Shortly after nightfall, as if someone had flipped a switch, the rain suddenly turned to sleet and the roadways to ice. I was driving to my parents’ house in New York state, a bad time to be riding on old tires. To make matters worse, I had to head deeper into the woods for the last few miles, winding alongside a creek.
The car met its match on an uphill curve. The car tires started spinning, and the car slid down to the edge of the creek. I tried to clear the crest of the hill several more times, but never made it. I managed to back down and park the car on a narrow shoulder of the road, and then set off on foot.
The road was as dark as it was icy. No one seemed to be at home in the few houses that I passed, and I had no flashlight. After 20 minutes or so of walking, I saw the faintest of lights up ahead. The light grew brighter, like a silent train approaching. Before long, I heard my name called out. It was my father: a search party of one with a flashlight. I was grateful (and still am, 25 years later).
Few biblical metaphors are as powerful as that of light, and never is that light more welcome – and needed – than at Advent. A light is dawning. A light comes to those who sit in darkness. Put on the armor of light. A city on a hill cannot be hidden.
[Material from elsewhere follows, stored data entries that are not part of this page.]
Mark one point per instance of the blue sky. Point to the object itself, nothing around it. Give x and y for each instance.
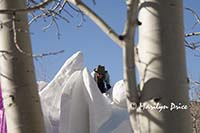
(97, 48)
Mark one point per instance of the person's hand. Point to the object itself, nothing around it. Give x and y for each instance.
(108, 86)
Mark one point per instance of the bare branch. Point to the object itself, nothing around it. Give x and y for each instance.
(195, 15)
(29, 9)
(97, 20)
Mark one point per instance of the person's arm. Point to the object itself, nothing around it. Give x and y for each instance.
(107, 80)
(93, 75)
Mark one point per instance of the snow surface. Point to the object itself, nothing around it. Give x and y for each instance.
(72, 103)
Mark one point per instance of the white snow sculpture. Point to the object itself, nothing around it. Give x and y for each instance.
(119, 94)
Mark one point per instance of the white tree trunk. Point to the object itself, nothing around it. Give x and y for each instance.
(162, 67)
(20, 94)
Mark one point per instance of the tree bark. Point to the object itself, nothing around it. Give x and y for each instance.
(20, 95)
(162, 67)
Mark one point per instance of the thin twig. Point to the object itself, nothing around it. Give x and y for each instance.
(192, 34)
(29, 9)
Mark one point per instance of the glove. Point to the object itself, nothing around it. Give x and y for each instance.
(108, 86)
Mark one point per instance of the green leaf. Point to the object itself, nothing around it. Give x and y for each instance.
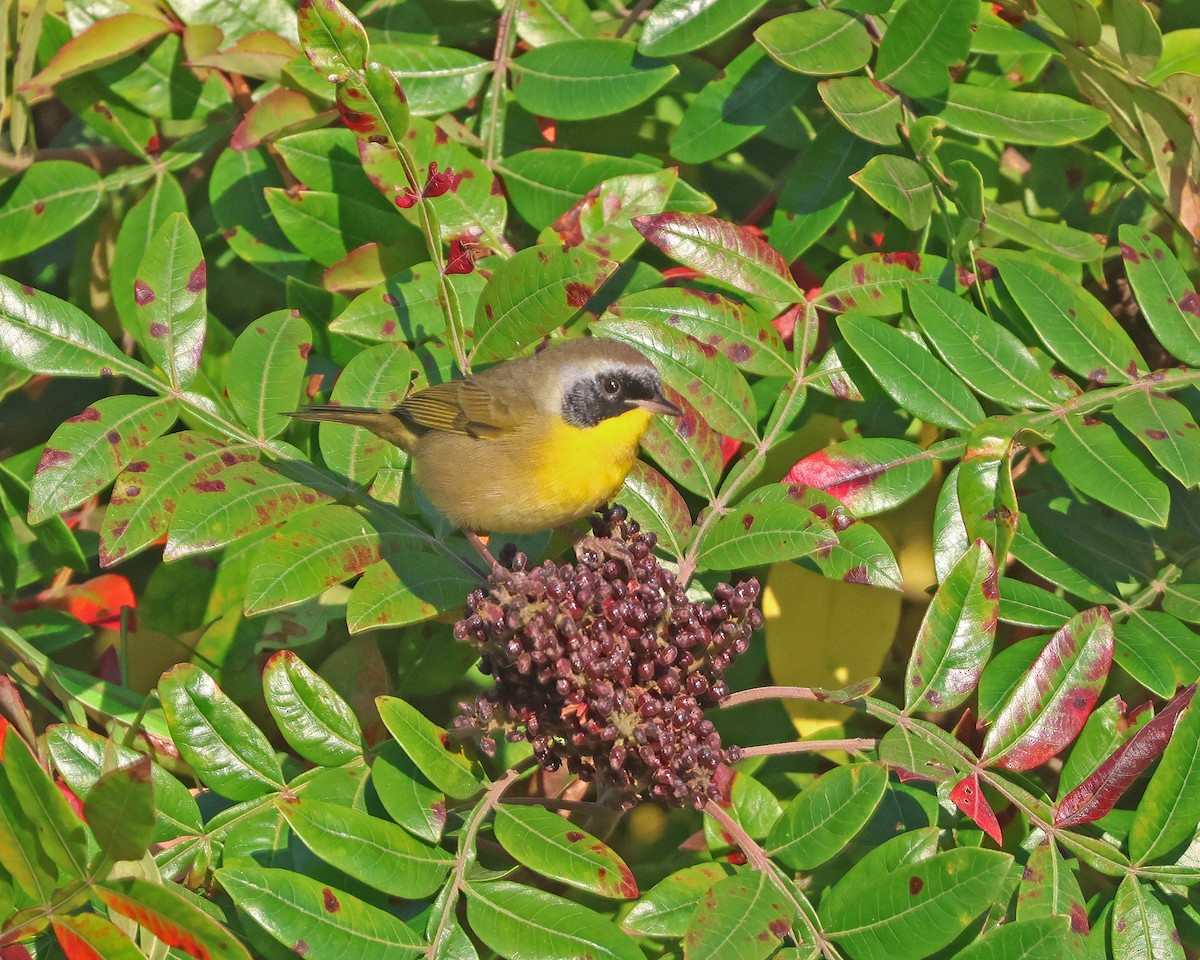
(724, 251)
(169, 295)
(45, 335)
(137, 231)
(90, 449)
(743, 917)
(1025, 605)
(79, 757)
(666, 909)
(436, 79)
(1167, 429)
(216, 739)
(43, 203)
(555, 847)
(1050, 703)
(1071, 322)
(87, 935)
(816, 41)
(375, 851)
(1042, 939)
(817, 191)
(1167, 298)
(313, 719)
(735, 106)
(1143, 927)
(875, 285)
(231, 502)
(826, 816)
(916, 909)
(577, 79)
(408, 588)
(169, 917)
(1032, 119)
(60, 833)
(863, 108)
(265, 369)
(1170, 807)
(911, 375)
(147, 492)
(531, 293)
(431, 749)
(120, 811)
(333, 39)
(924, 42)
(756, 533)
(1092, 456)
(981, 351)
(869, 475)
(900, 186)
(678, 27)
(955, 636)
(707, 379)
(523, 923)
(313, 551)
(299, 911)
(657, 505)
(406, 306)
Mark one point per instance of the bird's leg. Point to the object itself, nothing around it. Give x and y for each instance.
(481, 549)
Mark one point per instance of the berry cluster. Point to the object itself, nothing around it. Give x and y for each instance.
(606, 666)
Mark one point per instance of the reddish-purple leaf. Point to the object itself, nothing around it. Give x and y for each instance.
(1099, 792)
(869, 475)
(724, 251)
(1051, 702)
(969, 797)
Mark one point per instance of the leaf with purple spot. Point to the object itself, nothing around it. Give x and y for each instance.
(91, 448)
(955, 636)
(1051, 702)
(169, 293)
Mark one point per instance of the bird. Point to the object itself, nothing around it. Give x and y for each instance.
(528, 444)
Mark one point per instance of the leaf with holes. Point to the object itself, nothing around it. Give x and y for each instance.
(1072, 323)
(555, 847)
(1050, 703)
(90, 449)
(1167, 429)
(955, 636)
(1169, 303)
(708, 379)
(723, 251)
(531, 293)
(171, 304)
(868, 475)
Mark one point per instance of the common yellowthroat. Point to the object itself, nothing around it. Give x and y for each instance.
(527, 444)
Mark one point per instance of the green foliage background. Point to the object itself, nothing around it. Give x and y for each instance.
(964, 233)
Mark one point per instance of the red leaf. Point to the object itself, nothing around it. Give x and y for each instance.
(969, 798)
(1099, 792)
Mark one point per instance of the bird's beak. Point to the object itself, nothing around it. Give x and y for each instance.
(659, 403)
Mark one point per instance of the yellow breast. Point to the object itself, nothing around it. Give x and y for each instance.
(575, 469)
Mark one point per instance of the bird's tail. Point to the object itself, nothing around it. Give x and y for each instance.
(382, 423)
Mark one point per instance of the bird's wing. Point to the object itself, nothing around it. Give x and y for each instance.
(465, 407)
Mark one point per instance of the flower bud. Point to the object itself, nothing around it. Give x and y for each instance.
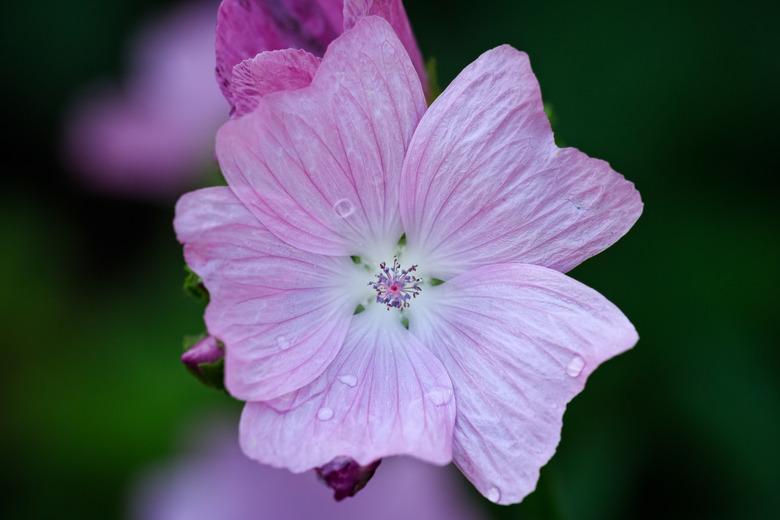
(345, 476)
(205, 360)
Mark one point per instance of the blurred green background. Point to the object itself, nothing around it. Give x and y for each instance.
(680, 97)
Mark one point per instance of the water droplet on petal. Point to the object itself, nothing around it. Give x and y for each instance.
(325, 414)
(575, 366)
(349, 380)
(283, 342)
(344, 208)
(440, 395)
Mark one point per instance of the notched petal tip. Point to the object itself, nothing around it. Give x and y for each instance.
(345, 476)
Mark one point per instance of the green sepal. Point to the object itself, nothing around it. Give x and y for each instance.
(190, 339)
(193, 286)
(210, 374)
(434, 88)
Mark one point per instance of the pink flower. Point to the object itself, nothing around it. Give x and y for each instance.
(155, 135)
(329, 181)
(268, 45)
(215, 481)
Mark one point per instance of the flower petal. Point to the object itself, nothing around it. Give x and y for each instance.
(319, 166)
(484, 182)
(383, 395)
(268, 72)
(281, 312)
(393, 11)
(248, 27)
(518, 341)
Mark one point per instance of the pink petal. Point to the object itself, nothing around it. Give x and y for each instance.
(484, 182)
(248, 27)
(268, 72)
(319, 166)
(518, 341)
(393, 11)
(384, 394)
(281, 312)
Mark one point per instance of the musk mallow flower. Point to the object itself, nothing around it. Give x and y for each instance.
(328, 182)
(268, 45)
(154, 135)
(212, 480)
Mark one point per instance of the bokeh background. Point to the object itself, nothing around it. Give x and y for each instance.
(680, 97)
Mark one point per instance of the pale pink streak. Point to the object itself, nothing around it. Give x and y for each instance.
(482, 193)
(278, 308)
(210, 479)
(384, 394)
(320, 166)
(518, 341)
(247, 28)
(483, 181)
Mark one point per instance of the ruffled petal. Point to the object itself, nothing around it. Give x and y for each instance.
(484, 182)
(518, 342)
(383, 395)
(319, 166)
(268, 72)
(282, 313)
(393, 11)
(248, 27)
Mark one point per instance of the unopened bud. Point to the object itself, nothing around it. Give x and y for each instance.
(205, 359)
(345, 476)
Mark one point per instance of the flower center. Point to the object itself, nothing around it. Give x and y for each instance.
(394, 286)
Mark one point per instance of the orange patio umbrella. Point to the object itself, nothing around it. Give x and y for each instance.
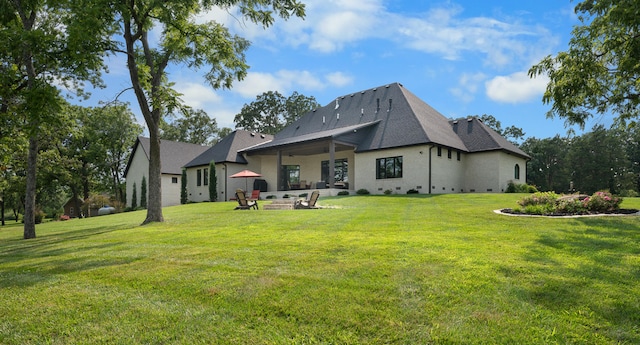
(246, 174)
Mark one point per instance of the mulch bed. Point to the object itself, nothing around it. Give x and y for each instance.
(620, 212)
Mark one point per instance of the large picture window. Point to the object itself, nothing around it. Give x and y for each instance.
(340, 170)
(390, 167)
(290, 175)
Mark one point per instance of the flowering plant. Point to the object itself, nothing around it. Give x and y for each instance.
(602, 202)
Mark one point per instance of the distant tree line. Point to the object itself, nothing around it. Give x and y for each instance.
(602, 159)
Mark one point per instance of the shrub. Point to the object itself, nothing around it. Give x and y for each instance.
(520, 188)
(539, 209)
(552, 203)
(602, 202)
(571, 206)
(539, 198)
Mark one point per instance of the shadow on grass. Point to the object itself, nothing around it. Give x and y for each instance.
(27, 262)
(585, 265)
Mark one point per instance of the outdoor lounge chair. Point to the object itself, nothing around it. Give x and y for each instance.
(310, 203)
(243, 203)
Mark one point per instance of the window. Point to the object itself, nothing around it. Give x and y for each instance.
(390, 167)
(290, 175)
(340, 170)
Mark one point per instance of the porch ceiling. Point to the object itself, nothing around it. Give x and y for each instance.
(304, 149)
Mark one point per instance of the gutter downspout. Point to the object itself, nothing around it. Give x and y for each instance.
(225, 181)
(430, 148)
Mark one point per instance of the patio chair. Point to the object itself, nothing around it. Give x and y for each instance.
(243, 203)
(310, 203)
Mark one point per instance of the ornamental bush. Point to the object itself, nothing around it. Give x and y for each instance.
(602, 202)
(539, 198)
(552, 203)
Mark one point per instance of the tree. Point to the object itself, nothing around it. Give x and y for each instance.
(511, 133)
(181, 40)
(548, 168)
(213, 182)
(195, 127)
(183, 187)
(143, 192)
(271, 112)
(600, 70)
(134, 197)
(45, 44)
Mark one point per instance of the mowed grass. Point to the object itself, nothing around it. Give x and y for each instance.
(407, 269)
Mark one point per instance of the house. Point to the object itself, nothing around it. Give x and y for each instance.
(228, 161)
(173, 156)
(387, 139)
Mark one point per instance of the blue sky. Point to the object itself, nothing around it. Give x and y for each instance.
(463, 57)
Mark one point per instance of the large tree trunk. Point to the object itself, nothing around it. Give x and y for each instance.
(30, 196)
(154, 201)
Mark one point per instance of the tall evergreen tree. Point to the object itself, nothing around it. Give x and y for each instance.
(183, 187)
(134, 197)
(213, 182)
(143, 192)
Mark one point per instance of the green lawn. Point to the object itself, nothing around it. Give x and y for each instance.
(409, 269)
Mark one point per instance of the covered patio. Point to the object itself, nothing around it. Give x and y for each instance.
(321, 161)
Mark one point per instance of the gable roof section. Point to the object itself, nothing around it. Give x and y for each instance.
(392, 115)
(173, 154)
(479, 137)
(385, 117)
(227, 150)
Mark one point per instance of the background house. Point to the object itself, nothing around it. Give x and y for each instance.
(228, 161)
(173, 156)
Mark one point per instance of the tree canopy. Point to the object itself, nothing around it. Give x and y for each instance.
(194, 126)
(599, 72)
(271, 111)
(46, 44)
(179, 39)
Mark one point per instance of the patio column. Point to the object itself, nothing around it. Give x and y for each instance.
(332, 163)
(278, 170)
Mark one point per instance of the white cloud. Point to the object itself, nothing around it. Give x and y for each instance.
(197, 95)
(287, 81)
(468, 86)
(515, 88)
(339, 79)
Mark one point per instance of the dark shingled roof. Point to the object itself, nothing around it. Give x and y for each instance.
(173, 154)
(385, 117)
(226, 151)
(479, 137)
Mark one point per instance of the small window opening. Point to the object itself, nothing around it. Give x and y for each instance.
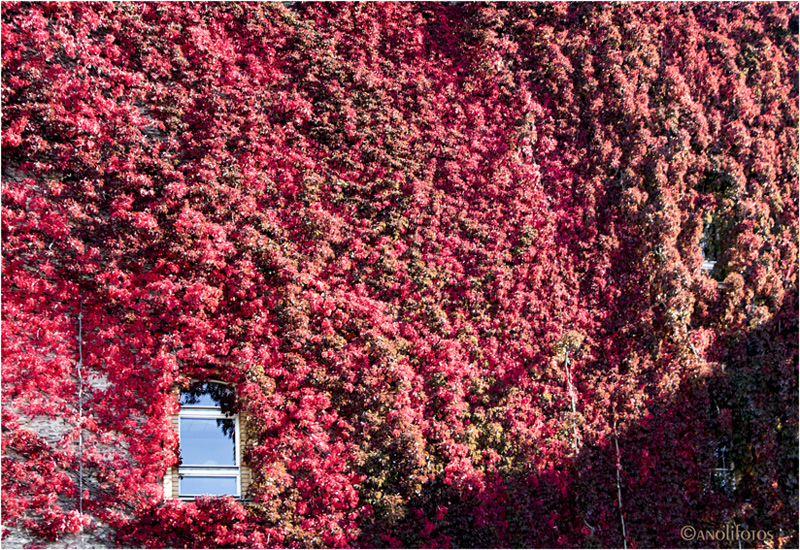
(709, 243)
(209, 441)
(722, 476)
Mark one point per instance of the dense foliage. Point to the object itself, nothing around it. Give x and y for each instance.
(448, 254)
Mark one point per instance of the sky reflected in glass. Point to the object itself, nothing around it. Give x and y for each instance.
(208, 442)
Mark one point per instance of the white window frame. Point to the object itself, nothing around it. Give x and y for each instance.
(193, 470)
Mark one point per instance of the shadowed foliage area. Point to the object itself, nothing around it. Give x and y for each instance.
(447, 256)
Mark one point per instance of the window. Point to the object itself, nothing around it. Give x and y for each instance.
(722, 476)
(209, 441)
(709, 244)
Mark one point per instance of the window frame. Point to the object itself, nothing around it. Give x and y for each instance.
(194, 470)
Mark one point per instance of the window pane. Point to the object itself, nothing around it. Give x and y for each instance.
(208, 441)
(208, 394)
(208, 485)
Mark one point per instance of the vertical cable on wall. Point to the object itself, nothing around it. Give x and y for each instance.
(80, 421)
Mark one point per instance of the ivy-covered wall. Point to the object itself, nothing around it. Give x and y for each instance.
(448, 254)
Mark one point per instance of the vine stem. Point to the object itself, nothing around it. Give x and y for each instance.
(619, 489)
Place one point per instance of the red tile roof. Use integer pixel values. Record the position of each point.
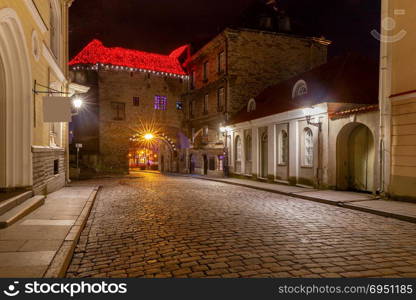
(360, 109)
(346, 79)
(96, 53)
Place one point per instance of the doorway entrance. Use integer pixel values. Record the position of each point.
(264, 153)
(205, 164)
(356, 158)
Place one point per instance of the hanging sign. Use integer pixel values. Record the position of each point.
(56, 109)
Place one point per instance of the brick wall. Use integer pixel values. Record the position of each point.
(122, 87)
(257, 60)
(44, 178)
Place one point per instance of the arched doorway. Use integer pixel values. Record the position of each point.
(205, 164)
(162, 163)
(355, 158)
(264, 145)
(191, 164)
(16, 105)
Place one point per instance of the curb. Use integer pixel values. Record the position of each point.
(63, 255)
(339, 204)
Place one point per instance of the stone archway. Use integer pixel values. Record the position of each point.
(355, 158)
(191, 164)
(264, 154)
(16, 107)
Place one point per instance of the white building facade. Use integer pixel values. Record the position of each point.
(312, 142)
In our homes and in our churches, the lighting of the Advent candles is a reassuring symbol of the power of the one true Light; each week the light grows stronger. Just as we gratefully receive the light, we are directed to extend Christ’s light in the world. On Sunday, we sang: “Christ be our light! Shine in our hearts. Shine through the darkness. Christ be our light! Shine in your church gathered today.”
May we take the Light to all places in darkness – even when the roads turn icy.